In 2002 I was living in a traditional Japanese house in a small village in Yamaguchi prefecture as part of the Shuho-cho International Cultural Exchange program. Three years previously I had spent several weeks in the same part of Japan, at the Akiyoshidai International Arts Village where I started writing Across the Nightingale Floor. That book had grown into a trilogy; it had just been published and had already been sold into over 20 countries. The film rights had been bought by Universal Studios. I had gone to Japan to research another project, set in the 19th century, and was struggling with reading Japanese and trying to fathom the complexities of the bakumatsu and the Meiji Restoration. In between studying I explored the surrounding countryside by bicycle and on foot.

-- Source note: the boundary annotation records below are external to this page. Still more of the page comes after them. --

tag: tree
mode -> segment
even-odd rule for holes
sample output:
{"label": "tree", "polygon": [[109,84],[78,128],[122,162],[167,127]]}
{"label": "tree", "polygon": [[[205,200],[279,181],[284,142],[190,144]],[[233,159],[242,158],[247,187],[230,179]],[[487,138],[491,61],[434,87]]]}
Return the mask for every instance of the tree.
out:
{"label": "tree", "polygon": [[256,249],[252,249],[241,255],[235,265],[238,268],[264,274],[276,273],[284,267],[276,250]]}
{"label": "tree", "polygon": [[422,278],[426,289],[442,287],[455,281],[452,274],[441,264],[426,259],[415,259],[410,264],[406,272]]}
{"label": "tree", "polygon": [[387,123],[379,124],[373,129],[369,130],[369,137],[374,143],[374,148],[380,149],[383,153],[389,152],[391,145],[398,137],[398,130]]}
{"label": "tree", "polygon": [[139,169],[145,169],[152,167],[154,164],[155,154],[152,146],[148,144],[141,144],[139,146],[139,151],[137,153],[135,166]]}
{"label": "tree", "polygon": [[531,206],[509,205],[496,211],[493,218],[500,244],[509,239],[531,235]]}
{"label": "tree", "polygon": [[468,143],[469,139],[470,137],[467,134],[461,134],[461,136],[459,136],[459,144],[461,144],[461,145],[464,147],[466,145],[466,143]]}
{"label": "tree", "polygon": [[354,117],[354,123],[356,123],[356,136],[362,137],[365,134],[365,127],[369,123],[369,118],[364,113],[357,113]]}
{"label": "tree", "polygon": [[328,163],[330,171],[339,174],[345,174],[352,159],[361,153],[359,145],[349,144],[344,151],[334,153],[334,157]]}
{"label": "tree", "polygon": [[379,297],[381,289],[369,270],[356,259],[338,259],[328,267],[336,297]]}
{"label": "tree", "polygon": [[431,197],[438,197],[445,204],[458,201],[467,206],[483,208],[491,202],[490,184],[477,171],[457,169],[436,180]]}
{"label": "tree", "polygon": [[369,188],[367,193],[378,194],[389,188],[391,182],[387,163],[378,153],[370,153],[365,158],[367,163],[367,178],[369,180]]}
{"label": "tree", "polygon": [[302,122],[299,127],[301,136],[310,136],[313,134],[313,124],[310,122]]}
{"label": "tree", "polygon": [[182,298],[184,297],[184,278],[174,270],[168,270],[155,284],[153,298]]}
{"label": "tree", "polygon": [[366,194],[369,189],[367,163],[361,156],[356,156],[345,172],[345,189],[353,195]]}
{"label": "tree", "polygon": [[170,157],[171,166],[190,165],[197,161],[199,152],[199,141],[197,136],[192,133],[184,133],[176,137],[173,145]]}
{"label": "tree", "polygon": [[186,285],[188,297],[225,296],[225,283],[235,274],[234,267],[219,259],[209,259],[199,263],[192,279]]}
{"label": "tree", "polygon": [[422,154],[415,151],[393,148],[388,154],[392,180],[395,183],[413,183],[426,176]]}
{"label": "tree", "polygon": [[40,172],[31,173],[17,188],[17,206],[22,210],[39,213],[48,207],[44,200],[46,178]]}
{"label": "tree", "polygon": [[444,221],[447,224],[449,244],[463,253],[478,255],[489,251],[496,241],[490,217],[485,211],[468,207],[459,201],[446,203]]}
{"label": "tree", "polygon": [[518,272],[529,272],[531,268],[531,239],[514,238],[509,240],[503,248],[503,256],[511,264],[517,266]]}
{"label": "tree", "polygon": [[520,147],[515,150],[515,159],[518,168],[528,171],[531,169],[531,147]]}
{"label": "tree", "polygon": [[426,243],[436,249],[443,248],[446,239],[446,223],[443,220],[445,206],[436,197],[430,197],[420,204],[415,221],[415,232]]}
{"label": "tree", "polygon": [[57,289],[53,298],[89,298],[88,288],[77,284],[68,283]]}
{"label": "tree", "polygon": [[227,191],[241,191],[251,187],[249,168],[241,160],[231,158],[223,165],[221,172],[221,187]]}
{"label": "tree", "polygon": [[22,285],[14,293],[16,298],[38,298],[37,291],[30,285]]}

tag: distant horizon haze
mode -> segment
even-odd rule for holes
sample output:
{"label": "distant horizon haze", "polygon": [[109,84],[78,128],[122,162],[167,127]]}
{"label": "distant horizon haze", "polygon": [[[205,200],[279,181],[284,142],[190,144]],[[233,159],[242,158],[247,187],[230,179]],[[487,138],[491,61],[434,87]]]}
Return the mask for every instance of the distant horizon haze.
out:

Grass For His Pillow and Brilliance of the Moon were already finished and I thought I was moving on from the world of the Otori, but as soon as I was back in the landscape that had originally inspired me I found the characters began to come alive inside my head once more. One night I could not sleep because of the brightness of the moon; I heard something moving around outside on the veranda. I went to see what it was: a tanuki was staring at me with its round beady eyes, the splash of white on its head shining in the moon. I was transfixed; for me it was like seeing a unicorn or some other mythical animal. Of course, it was an ordinary creature, as I found out, very fond of bacon rind and chicken bones, but that night when I went back to bed, marvelling that something out of a legend was living under my house, I began to think about Shigeru’s life and was seized by the desire to find out more about it, to write a prequel and fill in all that is only hinted at in AtNF.

HNiW coverI immediately made pages of notes and started writing as soon as I got back to Australia early in 2003. At the same time I was editing Grass and Brilliance, and seeing them through the publishing process. By the time I was half way through Heaven I had decided the Tales needed a sequel as well as a prequel. I went straight from the end of Heaven to writing The Harsh Cry of the Heron. I wanted the two new books to echo and mirror each other, and I also had to opportunity to put into the trilogy anything I needed to set up or to resolve.

I wrote obsessively : I had both books written down by hand in notebooks by 2005 – nearly half a million words. They were typed up and I made many additions and corrections, finally sending them to my agent in October of that year. Harsh Cry of the Heron was published in 2006 and Heaven’s Net is Wide in August 2007.

It ends where it all began, with the encounter on a mountain path between a boy fleeing his burning village and a mysterious warrior who saves his life.